There are no do-overs in sports, but there are next seasons and that next season for the Colts starts soon. Starck doesn’t feel any pressure to win another title, but he does feel the pressure of knowing every week is going to be a tough game.
“The pressure is that, you know, week in and week out everyone is going to be ready for you,” Starck said. “If we have one night where we’re not quite at the top of our game we can be in trouble. And so there’s a little pressure there.”
A Division 5A powerhouse, the Colts understand they need to be ready for everyone’s best every time they step on the field.
“More and more we have a target on our chest,” Starck said. “We get everyone’s best shot.”
That target may be the biggest on Week 1 when the Colts play at home against the Wilsonville Wildcats, the team they beat in the semifinals of last year’s playoffs.
Thurston follows that game with a matchup at Summit, a talented team that made it to the quarterfinals of the Division 6A playoffs last year. Starck, for one, can’t wait to get those games underway.
“Just really excited to have two really quality opponents, so we can gauge where we are. And if we’re as good as we hope, then that’s exciting,” he said. “If we’re not as good as we hope we could be, then we’ve got work to do. Then we’ve got to look to improve and improve through league play and prepare for making the playoffs.”
Making the playoffs may seem like a small task for a team that’s been that good recently, but it’s also a team that lost seven all-state players and has only three returning starters from last year.
Linebacker Vaun Halstead is a prized recruit in wrestling, too.
Two of those starters are Vaun Halstead and Darien Witham, both of whom will play important roles this year.
“(They’re) vital, yeah. Defensively, especially, those two are just anchors for the defense, and they’re both playing running back now,” Starck said.
Halstead was the team’s leading tackler last season, and was named to the all-state first team at linebacker; Witham made the all-state first team at defensive back. Both will need to be at the top of their games if they hope to keep the Colts in the title race.
Pier Weil/Chronicle photo
Coach Justin Starck discusses strategy with Halstead, right, and Damien Witham during a recent practice.
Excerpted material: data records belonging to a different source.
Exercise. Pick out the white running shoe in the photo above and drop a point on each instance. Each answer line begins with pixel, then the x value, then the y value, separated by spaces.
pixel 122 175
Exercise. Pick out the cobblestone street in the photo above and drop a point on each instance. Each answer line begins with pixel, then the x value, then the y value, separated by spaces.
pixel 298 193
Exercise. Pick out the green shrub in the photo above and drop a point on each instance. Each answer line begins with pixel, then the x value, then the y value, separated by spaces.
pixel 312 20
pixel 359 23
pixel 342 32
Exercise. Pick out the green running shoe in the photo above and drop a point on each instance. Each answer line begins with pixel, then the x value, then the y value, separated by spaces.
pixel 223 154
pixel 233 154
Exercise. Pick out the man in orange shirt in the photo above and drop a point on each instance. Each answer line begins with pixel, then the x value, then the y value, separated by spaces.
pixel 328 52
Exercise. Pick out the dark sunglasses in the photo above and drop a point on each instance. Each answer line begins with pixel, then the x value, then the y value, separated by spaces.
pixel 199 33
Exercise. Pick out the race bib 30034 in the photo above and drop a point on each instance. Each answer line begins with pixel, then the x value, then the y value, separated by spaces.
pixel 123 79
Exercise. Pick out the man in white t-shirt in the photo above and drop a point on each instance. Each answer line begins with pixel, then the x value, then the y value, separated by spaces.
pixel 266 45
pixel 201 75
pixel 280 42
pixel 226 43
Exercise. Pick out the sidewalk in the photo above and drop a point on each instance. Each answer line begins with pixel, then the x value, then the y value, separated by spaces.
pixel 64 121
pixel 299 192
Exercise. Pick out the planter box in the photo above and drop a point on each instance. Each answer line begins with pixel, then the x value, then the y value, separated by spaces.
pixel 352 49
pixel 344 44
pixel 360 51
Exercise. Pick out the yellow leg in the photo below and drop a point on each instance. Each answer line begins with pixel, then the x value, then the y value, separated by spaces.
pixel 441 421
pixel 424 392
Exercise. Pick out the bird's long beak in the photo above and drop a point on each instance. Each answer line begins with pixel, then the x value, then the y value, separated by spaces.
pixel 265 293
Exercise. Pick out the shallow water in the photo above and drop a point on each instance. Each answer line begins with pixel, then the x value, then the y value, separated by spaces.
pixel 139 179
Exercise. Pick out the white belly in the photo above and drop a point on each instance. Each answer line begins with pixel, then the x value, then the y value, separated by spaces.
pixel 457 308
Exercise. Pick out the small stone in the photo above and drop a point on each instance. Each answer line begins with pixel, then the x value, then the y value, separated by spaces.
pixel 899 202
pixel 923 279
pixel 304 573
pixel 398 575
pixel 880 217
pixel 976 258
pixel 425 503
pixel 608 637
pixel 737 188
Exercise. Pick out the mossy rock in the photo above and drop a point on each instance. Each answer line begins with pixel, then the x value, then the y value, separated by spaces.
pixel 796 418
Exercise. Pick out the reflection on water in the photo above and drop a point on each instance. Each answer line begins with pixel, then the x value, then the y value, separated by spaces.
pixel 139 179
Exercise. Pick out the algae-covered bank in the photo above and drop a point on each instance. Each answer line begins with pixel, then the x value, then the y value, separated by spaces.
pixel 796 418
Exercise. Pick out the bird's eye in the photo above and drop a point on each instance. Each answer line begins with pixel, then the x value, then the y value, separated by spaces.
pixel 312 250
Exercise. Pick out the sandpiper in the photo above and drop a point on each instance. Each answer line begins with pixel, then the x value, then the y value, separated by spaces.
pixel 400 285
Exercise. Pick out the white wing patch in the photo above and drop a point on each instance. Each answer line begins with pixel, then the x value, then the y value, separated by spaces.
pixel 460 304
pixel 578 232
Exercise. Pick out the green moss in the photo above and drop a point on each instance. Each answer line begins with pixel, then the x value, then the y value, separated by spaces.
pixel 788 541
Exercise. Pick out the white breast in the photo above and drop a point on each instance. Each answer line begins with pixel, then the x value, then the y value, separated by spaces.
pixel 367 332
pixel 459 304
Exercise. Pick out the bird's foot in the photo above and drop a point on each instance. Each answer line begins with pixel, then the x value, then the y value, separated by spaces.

One might expect winning so much could get to a coach’s head. Not true for Starck, however, as he holds only one expectation for his players coming into this season.
“I just expect those guys to trust the training, and just to be as successful as they can be,” Starck said.
Getting his players to be as successful as they can be is important to Starck, as it’s the relationship with his players that he values the most in his career, he said.
“The biggest thing is just building relationships with kids. I mean, it’s my 20th year. So really, it’s about the relationships at the end of the day,” Starck said. “The wins and losses take care of themselves. But if we do things the right way and really try and teach kids to act with integrity and care about each other, those are the lessons that are gonna last for a lifetime.”